Lawrence's output of high quality writing is impressive compared to that of more recent writers. He began to produce fiction under his own name in 1908, and his first novel was published in 1911, followed by a second novel in 1912. Sons and Lovers, the third, was published in 1913, a short story collection in 1914 and The Rainbow appeared in 1915. What is striking to me is how intimate the artistic circles were in England at the time. When an author received some attention, virtually everyone in the literary community became familiar with them and they were soon socializing. A brief chronology: he was an unknown writer who left his teaching position in 1912 due to poor health; by 1913 he was corresponding with Lady Cynthia Asquith; by 1914 he was corresponding with Amy Lowell (an American poet); in 1915 he was friends with E.M. Forster and corresponding with Lady Ottoline Morrell and Bertrand Russell.
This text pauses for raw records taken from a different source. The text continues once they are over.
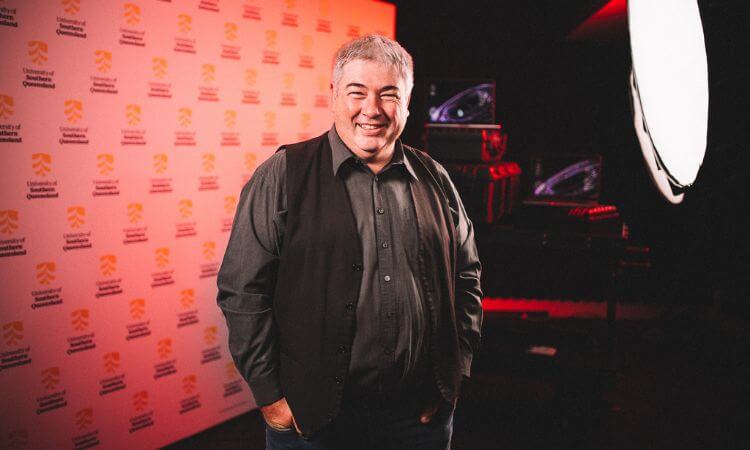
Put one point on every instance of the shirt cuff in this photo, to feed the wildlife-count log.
(265, 390)
(466, 359)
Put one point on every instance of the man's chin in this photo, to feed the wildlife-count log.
(369, 146)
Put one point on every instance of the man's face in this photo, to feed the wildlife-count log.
(370, 107)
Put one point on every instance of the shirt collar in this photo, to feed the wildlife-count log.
(340, 153)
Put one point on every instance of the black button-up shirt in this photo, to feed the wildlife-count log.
(390, 345)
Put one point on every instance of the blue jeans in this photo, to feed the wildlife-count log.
(368, 426)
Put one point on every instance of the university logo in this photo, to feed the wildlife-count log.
(131, 13)
(208, 73)
(71, 6)
(230, 118)
(137, 308)
(208, 249)
(45, 272)
(159, 67)
(103, 60)
(41, 163)
(13, 332)
(307, 43)
(185, 207)
(304, 120)
(133, 114)
(208, 162)
(160, 162)
(188, 384)
(271, 39)
(164, 348)
(140, 400)
(251, 160)
(184, 23)
(50, 378)
(185, 116)
(111, 362)
(270, 119)
(6, 106)
(107, 264)
(230, 203)
(135, 212)
(230, 31)
(8, 221)
(162, 256)
(84, 418)
(288, 80)
(209, 334)
(37, 51)
(105, 163)
(187, 297)
(76, 216)
(231, 370)
(73, 110)
(251, 77)
(79, 319)
(323, 84)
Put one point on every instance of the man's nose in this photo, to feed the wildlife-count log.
(371, 106)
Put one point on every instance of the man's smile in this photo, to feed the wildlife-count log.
(371, 126)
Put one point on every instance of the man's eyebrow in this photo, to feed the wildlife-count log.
(362, 86)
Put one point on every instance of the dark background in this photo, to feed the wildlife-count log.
(557, 94)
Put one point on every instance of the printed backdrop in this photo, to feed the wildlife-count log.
(127, 129)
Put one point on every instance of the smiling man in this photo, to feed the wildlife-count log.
(350, 284)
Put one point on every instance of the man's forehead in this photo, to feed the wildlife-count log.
(354, 70)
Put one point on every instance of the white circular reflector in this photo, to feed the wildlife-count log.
(669, 83)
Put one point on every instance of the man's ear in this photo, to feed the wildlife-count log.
(332, 94)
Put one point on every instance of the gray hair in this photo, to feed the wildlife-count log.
(378, 48)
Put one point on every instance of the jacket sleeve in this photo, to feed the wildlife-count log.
(468, 295)
(247, 278)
Besides the relative frankness about sexuality in his novels, Lawrence probably appealed to the literary elite in England because of his relationship with Frieda, who came from an aristocratic German family. She divorced her husband in Nottingham and gave up her three children in order to marry Lawrence, and, especially by English standards, they lived a bohemian lifestyle. They never had much money to spare and moved often to cheaper parts of Europe in order to extend his small income.
In his better letters, as in his better novels, Lawrence comes across less as a thinker than as an artist who is committed to his somewhat utopian vision of the world. He expresses some of this in a letter to E.M. Forster in 1915:
In my Island, I wanted people to come without class or money, sacrificing nothing, but each coming with all his desires, yet knowing that his life is but a tiny section of a Whole: so that he shall fulfil his life in relation to the Whole. I wanted a real community, not built out of abstinence or equality, but of many fulfilled individualities seeking greater fulfilment.
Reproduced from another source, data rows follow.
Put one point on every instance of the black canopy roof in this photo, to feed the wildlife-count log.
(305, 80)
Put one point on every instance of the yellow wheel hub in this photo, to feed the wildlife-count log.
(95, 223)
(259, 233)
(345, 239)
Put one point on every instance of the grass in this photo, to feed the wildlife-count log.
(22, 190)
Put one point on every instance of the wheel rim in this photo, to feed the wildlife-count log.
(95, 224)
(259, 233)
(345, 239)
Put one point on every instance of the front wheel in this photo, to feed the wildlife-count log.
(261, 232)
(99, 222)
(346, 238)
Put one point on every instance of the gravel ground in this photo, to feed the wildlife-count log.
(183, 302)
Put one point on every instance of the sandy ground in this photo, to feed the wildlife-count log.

But, I can't find anybody. Each man is so bent on his own private fulfilment – either he wants love of a woman, and can't get it complete, or he wants to influence his fellow men (for their good, of course), or he wants to satisfy his own soul with regard to his position in eternity. And they make me tired, these friends of mine. They seem so childish and greedy, always the immediate desire, always the particular outlook, no conception of the whole horizon wheeling round....
I do feel every man must have the devil of a struggle before he can have stuffed himself full enough to satisfy all his immediate needs, and can give up, cease, and withdraw himself, yield himself up to his metamorphosis, his crucifixion, and so come to his new issuing, his wings, his resurrection, his whole flesh shining like a mote in sunshine, fulfilled and now taking part in the fulfilment of the Whole.
So I feel frightfully like weeping in a corner – not over myself – but perhaps my own resurrection is too new, one must feel if the scars are not there, and wince – and one must see the other people all writhing and struggling and unable to give up.
This tortured reasoning pervades Lawrence's early works, and I had similar thoughts when I was that age – 29 – though by then my expectations of others were already becoming quite low. There is something of the visionary in him, which adds to his appeal. Lawrence's struggle is of a type that one rarely encounters in the U.S., or perhaps anywhere.
I am going to attempt to move more quickly through this book, because I have a couple more lined up and don't want to dwell on this one forever.